Surprisingly, I still want to write (twist the knife in myself) a bit more about the race. The race for Mayor. A brief survey of my feelings about the two candidates.
I am really reluctant for this to be an ABL race: Anyone But Luke. But there are aspects of that to this race. Forget the Mayor’s five year plan with deficits in years four and five. It says more even about the state’s view of us than it says about the Mayor. And lots of things can happen in four years. I am still worried about the future of the city under this Mayor. He talks about a development boom, by which he means new buildings going up and other buildings being rehabbed. Essentially this is a boom for construction and construction workers (reliable democratic voters), but buildings themselves do not equal new or even expanded business. We have seen that over the long haul as retail and office space sits empty downtown and in the neighborhoods, year after year. That means no new tax revenues, no new jobs. But you can bet the Mayor wants to hire more city employees, even though we simply can not afford to, even if the Mayor offers new hires a defined contribution plan (an idea the Mayor stole from DeSantis).
The Mayor’s view towards minority opportunity is as narrow as his view of economic development. He points to African American police and fire chiefs (sorry to any one else who wanted to apply for those jobs, they’re filled). And he says he would like to hire more minorities to the police and fire bureaus. Good paying but dangerous jobs we would like to offer to the city’s African American community.
The Mayor’s relationship with the large non-profits seems weak. Certainly the non profits help in a few high profile ways, like the few million they give the city and the Nordenberg group studying city/county merger. But these groups are not going to leave if pressed a bit harder, indeed they simply can not physically move. It may be time for more of the big non profit corporate residents of Pittsburgh to feel our pain.

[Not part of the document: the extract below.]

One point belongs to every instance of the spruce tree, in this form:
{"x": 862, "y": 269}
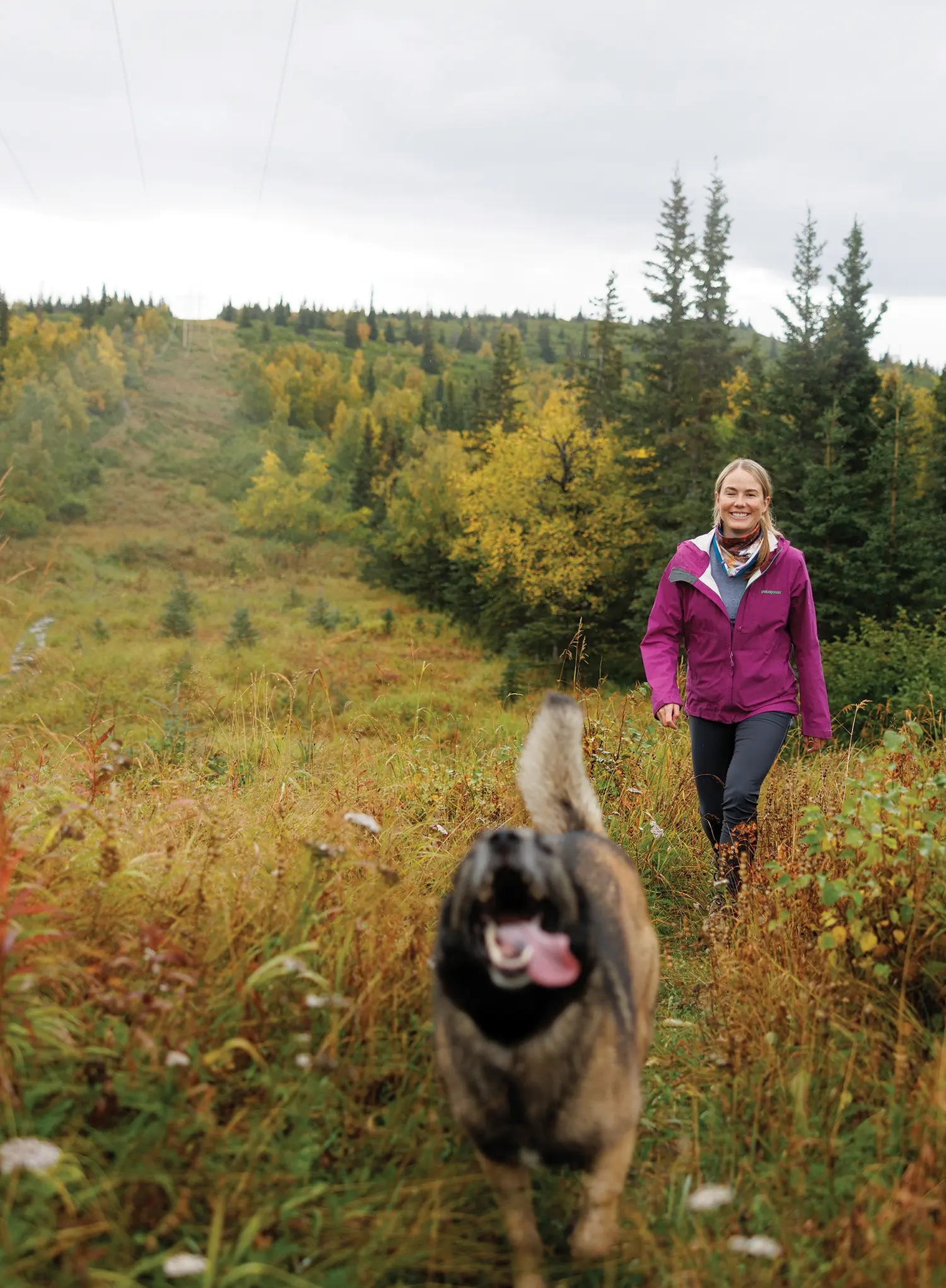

Meanwhile the Mayor has stated that the pension issue (at least) is a state issue, that the state has a legal obligation to help distressed city’s with their pensions. But in the last debate he said he would not go to Harrisburg to ask for money, only to tell them about Pittsburgh and its needs. I guess he expects Harrisburg to help us out of the goodness of their hearts.
On the other hand, Mark DeSantis has some troubling notions. There is that spending cap, with what a lot of people would think is a restrictive formula for growth of spending. I don’t think Mark could simply implement it, and I don’t think it will go far either among the electorate or in City Council. DeSantis’ cap would use a simple formula for growth of spending: the CPI plus the rate of growth (or decline) of the city. I think it should be the rate of growth of average income in the city, without the CPI.
I think that Mark should stop talking about the residency requirement. It is a state level issue, and for my money no Mayor will have that much impact in Harrisburg, though I’m sure Harrisdurg would listen politely. But since Mark wants to initiate a hiring freeze, probably the biggest benefit of lifting the residency requirement is lost, the ability to hire from a bigger pool of applicants (from outside the city and well as inside). Although I don’t know how he can get out of his previous statements, he doesn’t need to harp on it continuously.
But I am reasonably impressed with Mark DeSantis’ economic proposals. In giving new small business tax breaks for three years, he maximizes benefits at a reduced cost to the city’s operations. His minority development proposal will cost the city very little (maybe nothing). These are not panaceas, but this is better than what the Mayor has proposed.
So I have reasons for supporting DeSantis over Ravenstahl. And to the extent anyone reads my blog I hope they will think about the Mayor and the Challenger in economic development terms and ask themselves, who would do more for the city.